Destacam-se igualmente os túmulos de D. Pedro I e de D. Inês de Castro, profundamente danificados aquando das invasões francesas

O primeiro Claustro foi provavelmente edificado em 1240. Foi substituído pelo Claustro de D. Dinis, edificado no século XIV, o centro da vida do mosteiro, à volta do qual se situam a Sala do Capítulo, o Refeitório, a Sala dos Monges, o Dormitório, o Parlatório e a Cozinha. D. Manuel I adicionou um segundo andar a esta construção.

A sala do Capítulo, incluída na zona do Claustro do Capítulo, tem uma fachada vistosa e servia às assembleias dos monges. Aqui se procedia à leitura dos capítulos da Regra Beneditina.

O Parlatório encontrava-se ao lado da Sala do Capítulo e era apenas aqui que os monges estavam autorizados a falar.

O Dormitório localiza-se no primeiro andar e conserva ainda a sua forma medieval. Atualmente possui três naves de grandes dimensões.

A Sala dos monges situava-se por baixo da zona norte do dormitório e servia, nos primeiros tempos, para o alojamento dos noviços. No início do século XVI esta zona foi transformada em área de trabalho e sala de estar para os monges.

A cozinha inicial tinha em consideração os hábitos alimentares dos monges que não consumiam carnes nem matérias gordas. A alteração destes costumes, com a autorização do consumo de carne tornou necessária a construção de uma nova cozinha, provavelmente em 1712. Incluía uma lareira central e duas laterais que permitam alimentar mais de 500 pessoas. Ao lado da nova cozinha encontrava-se o refeitório.

No que respeita às novas alas, podem destacar-se o Claustro do Cardeal, edificado no século XVI em homenagem ao Cardeal D. Henrique; o Claustro da Portaria e a Sala das Conclusões. Na zona Sul, funcionou o Colégio da Nossa Senhora da Conceição e o Claustro da Leitura.

O Núcleo Barroco inclui a Sacristia Nova, a Capela Relicário. e a Capela do Desterro.

(Imagem do interior do Mosteiro de Santa Maria de Alcobaça. Retirada da internet)

A Capela-Relicário foi erigida entre 1669 e 1672, um exemplar único em Portugal em trabalho de talha dourada.

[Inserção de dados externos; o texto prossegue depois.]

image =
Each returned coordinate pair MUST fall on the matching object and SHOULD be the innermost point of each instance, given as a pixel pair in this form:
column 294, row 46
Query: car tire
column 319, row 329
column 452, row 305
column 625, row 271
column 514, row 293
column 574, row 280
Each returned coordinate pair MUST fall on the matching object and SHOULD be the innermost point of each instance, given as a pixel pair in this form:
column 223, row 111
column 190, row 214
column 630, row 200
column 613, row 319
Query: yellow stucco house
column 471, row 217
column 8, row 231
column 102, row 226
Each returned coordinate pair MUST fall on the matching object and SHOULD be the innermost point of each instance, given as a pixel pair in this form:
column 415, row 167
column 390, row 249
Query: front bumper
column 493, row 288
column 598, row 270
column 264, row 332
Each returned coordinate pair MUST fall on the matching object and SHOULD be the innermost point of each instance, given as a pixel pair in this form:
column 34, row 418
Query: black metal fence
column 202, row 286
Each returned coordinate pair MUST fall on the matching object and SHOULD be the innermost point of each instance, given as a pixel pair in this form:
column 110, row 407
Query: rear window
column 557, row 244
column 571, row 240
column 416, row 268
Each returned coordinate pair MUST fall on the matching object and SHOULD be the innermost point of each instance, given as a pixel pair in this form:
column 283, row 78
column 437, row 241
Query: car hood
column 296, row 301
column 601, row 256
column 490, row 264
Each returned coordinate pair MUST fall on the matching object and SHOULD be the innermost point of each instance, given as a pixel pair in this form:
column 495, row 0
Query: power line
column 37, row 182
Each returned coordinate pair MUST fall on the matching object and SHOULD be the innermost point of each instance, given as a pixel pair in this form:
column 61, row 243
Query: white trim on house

A Capela do Desterro data do século XVIII e o seu interior é totalmente revestido a azulejos onde se narram episódios da vida de Jesus.

A Sacristia, de origem medieval, foi substituída na época de D. Manuel I, mas desapareceu durante o terramoto de 1755. Foi reconstruída em 1770 em estilo Barroco, tendo-se conservado os portais manuelinos.

O Mosteiro de Alcobaça estava murado, mas foi-se desmoronando ao longo do tempo. Entre o muro e o mosteiro existiam jardins e ainda um lago e um obelisco, provavelmente datados do século XVIII. As áreas reservadas à agricultura situavam-se na zona norte. O cemitério dos monges localizava-se no lado sul do transepto da igreja.

Deve-se ainda referir o sistema hidráulico utilizado pelo mosteiro. O rio Alcoa foi desviado em algumas zonas para criar um sistema de abastecimento de água.

 

 

MJS

2021/02/08

Livro Único : Axiologias do Estado Novo

 

(Imagem de uma página censurada de uma obra. Podem observar-se dois prisioneiros e por baixo a frase: "- Ainda bem que temos de cá estar mais cinco anos! Aquilo lá de fora está muito mau!")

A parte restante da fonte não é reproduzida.